Distinction between service contracts and contracts to produce a work as well as risk sharing
This distinction is important because different rights and consequences can be derived from them in law and in fact. Contract and invoicing practice should therefore be as accurate as possible.
Under a service contract, one party provides a service for the other party.
The service provider provides his services independently and is usually not bound by the customer’s instructions, but in contrast to a contract to produce a work, the service provider does not owe a concrete work result. The service provider is only obliged to work for the customer who bears the entrepreneurial risk. Even if the desired success is ultimately not achieved, the customer is obliged to pay for the provision of the services. The classic service contract, for example, is a contract for medical treatment. The physician does not owe the patient’s recovery, but is only obliged to provide correct treatment. In the business world, service contracts come in many different forms, for example, as maintenance contracts for IT systems, as consultancy or as agency contracts.
Contract to produce a work
The producer of a work owes his customer a ‘success’ or a ‘work’. The producer of the work is therefore liable to the customer. The producer of the work is also liable for his work and he is obliged to remedy defects. The customer is obliged to accept the ‘work’. The producer of the work is not entitled to claim remuneration until the work has been accepted. This means that the producer of the work bears the entrepreneurial risk.
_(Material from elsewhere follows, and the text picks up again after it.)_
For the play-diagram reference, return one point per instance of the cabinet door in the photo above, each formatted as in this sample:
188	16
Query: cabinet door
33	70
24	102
The customer is not entitled to issue instructions regarding individual work steps. He can only issue general, work-related instructions to the producer of the work (orders, specifications, etc.).
The classic contract to produce a work, for example, is a contract for repair work with a mechanic. Contracts to produce a work exist in many different forms in the business world, for example, as installation services in the IT sector, in project work or in the manufacture of products.
The risk when choosing the form of contract is that the Federal Employment Agency (Bundesagentur für Arbeit) checks precisely which form of work is stipulated in the written contract and which one is then actually carried out. It is, for instance, not permissible to designate a contract as a ‘contract to produce a work or service contract’ (read more…), although employees are in fact hired out within the framework of temporary employment (ANÜ). Otherwise a fine of up to EUR 30,000 may be imposed (read more…).
In order to avoid any risk, it is better to conclude a temporary employment contract rather than a contract to produce a work or a service contract. Especially the latter form is often very similar to the temporary employment contract. The temporary employment contract should expressly state that it is a temporary employment contract.